Summary of TOC/Sections

Chapter 1: Understanding object/relational persistence

The first chapter explains the concept of object persistence and why ORM is important. The authors have done an outstanding job in explaining the benefits of ORM and Hibernate. This chapter also explains the alternative solutions for persistence like SQL/JDBC, EJB entity beans and discusses the pros and cons of each solution. It tells about the history, the features and the difficulties to build systems using these approaches and gives the reader a very good introduction to persistence.
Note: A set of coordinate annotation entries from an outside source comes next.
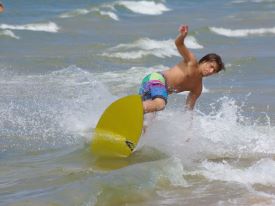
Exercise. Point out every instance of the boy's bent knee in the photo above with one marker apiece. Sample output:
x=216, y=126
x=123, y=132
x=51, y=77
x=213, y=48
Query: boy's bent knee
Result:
x=160, y=103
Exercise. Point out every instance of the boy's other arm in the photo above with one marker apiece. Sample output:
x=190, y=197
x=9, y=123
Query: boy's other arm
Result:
x=183, y=50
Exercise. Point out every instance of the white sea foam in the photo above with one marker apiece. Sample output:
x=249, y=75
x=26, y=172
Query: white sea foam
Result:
x=46, y=27
x=242, y=32
x=110, y=14
x=75, y=13
x=144, y=7
x=145, y=47
x=9, y=33
x=262, y=172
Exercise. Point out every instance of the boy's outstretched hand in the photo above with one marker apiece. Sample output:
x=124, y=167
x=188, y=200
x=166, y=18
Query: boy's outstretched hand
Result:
x=183, y=29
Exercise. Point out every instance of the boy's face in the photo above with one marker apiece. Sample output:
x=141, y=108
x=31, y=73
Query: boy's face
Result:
x=209, y=68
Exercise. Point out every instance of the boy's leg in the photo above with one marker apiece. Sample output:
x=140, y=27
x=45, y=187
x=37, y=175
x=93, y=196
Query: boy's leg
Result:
x=154, y=105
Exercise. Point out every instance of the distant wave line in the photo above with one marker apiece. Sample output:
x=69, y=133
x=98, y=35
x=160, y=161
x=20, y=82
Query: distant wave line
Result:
x=242, y=32
x=46, y=27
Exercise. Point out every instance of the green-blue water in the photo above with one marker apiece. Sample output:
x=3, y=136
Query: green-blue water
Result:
x=62, y=63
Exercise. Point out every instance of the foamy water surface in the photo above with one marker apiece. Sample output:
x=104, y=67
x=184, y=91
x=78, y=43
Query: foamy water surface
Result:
x=61, y=65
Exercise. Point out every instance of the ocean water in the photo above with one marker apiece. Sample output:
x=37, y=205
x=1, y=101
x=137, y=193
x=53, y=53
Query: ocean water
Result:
x=62, y=63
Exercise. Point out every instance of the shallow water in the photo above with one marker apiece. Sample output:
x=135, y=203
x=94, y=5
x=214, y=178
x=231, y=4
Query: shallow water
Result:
x=63, y=62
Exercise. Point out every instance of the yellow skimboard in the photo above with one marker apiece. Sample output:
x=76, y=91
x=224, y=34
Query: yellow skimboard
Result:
x=119, y=128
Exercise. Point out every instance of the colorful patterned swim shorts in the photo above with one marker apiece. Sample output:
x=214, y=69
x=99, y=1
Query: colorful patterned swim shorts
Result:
x=153, y=86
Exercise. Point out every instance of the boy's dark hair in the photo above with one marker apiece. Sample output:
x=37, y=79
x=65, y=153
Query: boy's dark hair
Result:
x=212, y=57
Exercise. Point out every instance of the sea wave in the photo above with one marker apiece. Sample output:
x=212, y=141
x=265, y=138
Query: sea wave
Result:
x=9, y=33
x=146, y=46
x=46, y=27
x=242, y=32
x=109, y=9
x=102, y=11
x=261, y=172
x=144, y=7
x=252, y=1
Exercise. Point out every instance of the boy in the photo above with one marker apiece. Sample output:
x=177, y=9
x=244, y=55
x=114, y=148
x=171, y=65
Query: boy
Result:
x=185, y=76
x=1, y=7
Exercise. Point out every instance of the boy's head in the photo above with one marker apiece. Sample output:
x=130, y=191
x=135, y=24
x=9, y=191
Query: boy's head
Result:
x=210, y=64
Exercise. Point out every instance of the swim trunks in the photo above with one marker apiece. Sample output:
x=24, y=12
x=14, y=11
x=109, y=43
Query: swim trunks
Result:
x=154, y=86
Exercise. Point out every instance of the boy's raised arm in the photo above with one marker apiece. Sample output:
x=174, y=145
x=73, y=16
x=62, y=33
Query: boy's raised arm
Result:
x=183, y=50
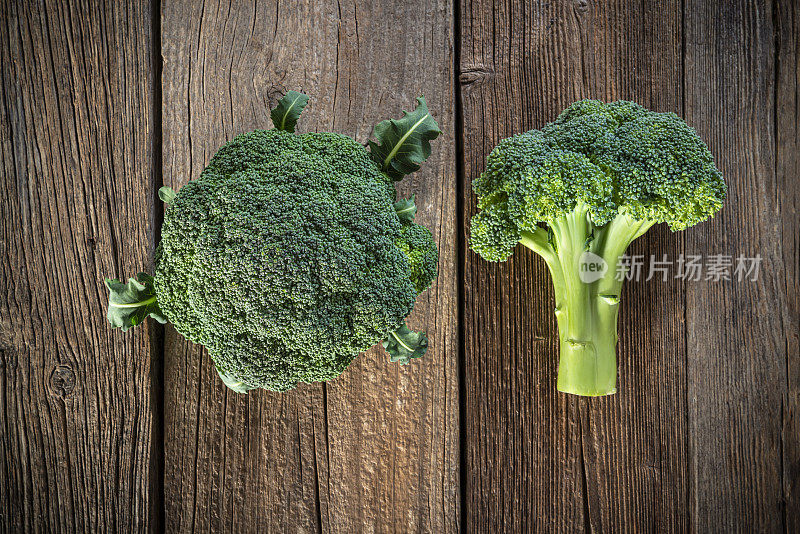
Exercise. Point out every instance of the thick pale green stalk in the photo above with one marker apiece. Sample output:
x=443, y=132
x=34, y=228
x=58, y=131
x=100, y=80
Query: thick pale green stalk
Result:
x=586, y=311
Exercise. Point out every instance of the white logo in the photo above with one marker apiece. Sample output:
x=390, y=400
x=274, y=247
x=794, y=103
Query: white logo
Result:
x=591, y=267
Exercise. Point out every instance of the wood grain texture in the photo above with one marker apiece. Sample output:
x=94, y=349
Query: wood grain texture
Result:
x=376, y=449
x=737, y=332
x=538, y=459
x=787, y=175
x=76, y=206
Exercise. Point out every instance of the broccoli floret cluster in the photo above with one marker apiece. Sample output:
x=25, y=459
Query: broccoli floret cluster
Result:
x=578, y=192
x=614, y=158
x=289, y=255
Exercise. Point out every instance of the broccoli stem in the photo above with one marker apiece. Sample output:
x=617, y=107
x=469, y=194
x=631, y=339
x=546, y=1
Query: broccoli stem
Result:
x=586, y=308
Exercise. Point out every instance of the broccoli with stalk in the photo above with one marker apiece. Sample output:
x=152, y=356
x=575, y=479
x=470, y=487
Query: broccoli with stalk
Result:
x=290, y=254
x=578, y=192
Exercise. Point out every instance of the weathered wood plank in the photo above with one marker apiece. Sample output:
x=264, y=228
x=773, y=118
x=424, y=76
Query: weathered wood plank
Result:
x=634, y=442
x=737, y=337
x=375, y=449
x=75, y=207
x=787, y=115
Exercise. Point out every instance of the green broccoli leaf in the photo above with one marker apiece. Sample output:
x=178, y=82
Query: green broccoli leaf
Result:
x=288, y=110
x=130, y=304
x=406, y=209
x=405, y=143
x=166, y=194
x=237, y=386
x=403, y=345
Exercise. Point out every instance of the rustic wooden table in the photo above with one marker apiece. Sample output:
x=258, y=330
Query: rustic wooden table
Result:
x=101, y=103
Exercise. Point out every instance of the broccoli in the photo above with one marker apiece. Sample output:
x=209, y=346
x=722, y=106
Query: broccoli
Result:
x=290, y=254
x=578, y=192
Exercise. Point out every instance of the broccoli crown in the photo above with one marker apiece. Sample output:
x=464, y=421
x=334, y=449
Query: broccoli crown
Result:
x=286, y=258
x=614, y=158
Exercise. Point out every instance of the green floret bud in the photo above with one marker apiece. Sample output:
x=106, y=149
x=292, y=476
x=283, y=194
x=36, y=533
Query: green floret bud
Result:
x=417, y=244
x=295, y=255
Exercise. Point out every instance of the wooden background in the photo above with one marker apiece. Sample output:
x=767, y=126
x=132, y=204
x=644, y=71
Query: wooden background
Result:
x=102, y=103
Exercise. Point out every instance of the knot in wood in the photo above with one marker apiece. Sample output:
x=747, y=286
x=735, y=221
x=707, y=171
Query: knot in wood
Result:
x=62, y=381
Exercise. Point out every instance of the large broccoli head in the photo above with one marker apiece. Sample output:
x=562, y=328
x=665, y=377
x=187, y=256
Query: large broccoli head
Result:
x=289, y=256
x=613, y=158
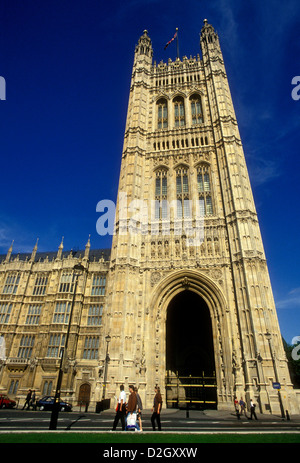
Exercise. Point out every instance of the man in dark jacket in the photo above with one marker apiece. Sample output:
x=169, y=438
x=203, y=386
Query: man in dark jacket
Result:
x=157, y=404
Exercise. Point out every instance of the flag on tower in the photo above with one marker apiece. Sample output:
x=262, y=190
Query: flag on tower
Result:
x=170, y=41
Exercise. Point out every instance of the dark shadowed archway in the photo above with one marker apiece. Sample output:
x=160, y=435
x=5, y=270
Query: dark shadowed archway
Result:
x=190, y=362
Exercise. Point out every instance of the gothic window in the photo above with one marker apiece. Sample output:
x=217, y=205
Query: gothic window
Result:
x=162, y=114
x=67, y=283
x=26, y=345
x=13, y=388
x=11, y=284
x=204, y=190
x=179, y=111
x=5, y=311
x=182, y=192
x=33, y=314
x=196, y=109
x=40, y=285
x=47, y=388
x=56, y=344
x=95, y=315
x=91, y=345
x=161, y=187
x=62, y=312
x=98, y=286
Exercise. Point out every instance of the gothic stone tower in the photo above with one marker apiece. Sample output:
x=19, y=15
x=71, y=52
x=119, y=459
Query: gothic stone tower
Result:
x=184, y=305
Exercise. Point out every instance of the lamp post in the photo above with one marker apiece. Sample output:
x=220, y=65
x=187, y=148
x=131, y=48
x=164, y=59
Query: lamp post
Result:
x=107, y=339
x=56, y=405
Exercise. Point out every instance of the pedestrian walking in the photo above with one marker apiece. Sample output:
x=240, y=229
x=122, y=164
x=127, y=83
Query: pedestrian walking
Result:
x=32, y=401
x=243, y=407
x=131, y=409
x=236, y=407
x=27, y=400
x=157, y=404
x=120, y=410
x=139, y=409
x=252, y=410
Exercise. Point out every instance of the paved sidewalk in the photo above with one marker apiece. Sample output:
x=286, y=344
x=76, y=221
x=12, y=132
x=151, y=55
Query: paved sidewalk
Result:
x=223, y=415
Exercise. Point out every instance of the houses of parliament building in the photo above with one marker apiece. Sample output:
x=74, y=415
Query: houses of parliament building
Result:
x=182, y=303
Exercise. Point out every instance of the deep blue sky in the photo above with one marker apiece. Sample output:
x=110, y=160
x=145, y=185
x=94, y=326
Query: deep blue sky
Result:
x=67, y=66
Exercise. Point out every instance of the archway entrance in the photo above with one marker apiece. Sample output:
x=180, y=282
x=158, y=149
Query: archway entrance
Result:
x=84, y=394
x=190, y=362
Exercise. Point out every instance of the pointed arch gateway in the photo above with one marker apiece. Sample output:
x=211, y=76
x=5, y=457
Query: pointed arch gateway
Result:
x=192, y=338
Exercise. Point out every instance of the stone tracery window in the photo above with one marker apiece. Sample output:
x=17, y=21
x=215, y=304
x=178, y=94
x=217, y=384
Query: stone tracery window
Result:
x=161, y=192
x=182, y=192
x=162, y=114
x=204, y=189
x=179, y=111
x=196, y=109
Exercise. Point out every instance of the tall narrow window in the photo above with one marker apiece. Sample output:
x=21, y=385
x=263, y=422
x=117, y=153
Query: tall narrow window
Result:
x=26, y=345
x=40, y=285
x=162, y=114
x=196, y=109
x=11, y=284
x=95, y=315
x=182, y=192
x=33, y=314
x=5, y=311
x=179, y=111
x=98, y=286
x=161, y=187
x=67, y=283
x=91, y=345
x=204, y=190
x=56, y=344
x=62, y=312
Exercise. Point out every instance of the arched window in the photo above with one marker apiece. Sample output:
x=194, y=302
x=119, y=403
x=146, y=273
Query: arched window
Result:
x=179, y=111
x=196, y=109
x=182, y=192
x=161, y=191
x=162, y=114
x=204, y=189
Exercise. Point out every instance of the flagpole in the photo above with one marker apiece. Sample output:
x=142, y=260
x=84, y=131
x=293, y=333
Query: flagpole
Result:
x=177, y=43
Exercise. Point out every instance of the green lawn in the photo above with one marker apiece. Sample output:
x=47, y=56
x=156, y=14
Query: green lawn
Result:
x=147, y=438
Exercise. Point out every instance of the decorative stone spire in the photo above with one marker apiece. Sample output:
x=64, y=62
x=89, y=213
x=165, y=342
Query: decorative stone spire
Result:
x=32, y=258
x=208, y=33
x=144, y=50
x=61, y=246
x=87, y=249
x=9, y=252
Chapter 2: Introducing and integrating Hibernate

In the second chapter the Authors give us a quick trip to Hibernate giving a simple “Hello World” example and a high-level view of the API, the 5 core Interfaces which will be used in every Hibernate application. It also gives an overview of the Basic and Advanced configuration settings. I liked the Logging configuration setting which really helped me in debugging the code when I was having difficulty inserting into a table. The authors warn us though that we should not be doing this in the Production Environment.

Chapter 3: Mapping persistent classes

Chapter 3 focuses mainly on how to implement the persistent classes in the Domain Model and the best practices to follow while doing so. It describes the best practices for writing POJOs and how POJOs are Hibernate compatible without any changes with a simple User class for the User entity, how properties are used to express associations between POJO classes. It shows how to use the Metadata in XML to define the mapping for the persistent classes and their associations. I liked the explanation given by the authors for understanding object identity, the preferred primary key generation and the most useful options in a table.

Chapter 4: Working with persistent objects

This chapter explains about the persistence lifecycle, the three types of object states: transient, persistent and detached, how an object can transition from one state to another. It gives a very good explanation of the persistence manager API, the different interfaces, and the central interface in Hibernate being Session and how to use it. It also provides an introduction about how Objects can be retrieved by using one of the following: HQL for retrieving objects, by identifier, using query by criteria API, using native SQL queries, navigating the object graph. At the end of this chapter is detailed discussion and recommendations about the various fetching strategies.

Chapter 5: Transactions, concurrency and caching

Chapter 5 covers topics on Transactions, Concurrency and Caching. It begins by explaining what is a Transaction, what is an ACID behavior, understanding Database transactions as well as JDBC and JTA transactions. If you have already done a lot of work on these you can easily skip these sections. But the next few sections explain how Transaction management is available through the Hibernate API. Next they discuss about the isolation levels, issues, how you can choose the one that suits your application and also locking.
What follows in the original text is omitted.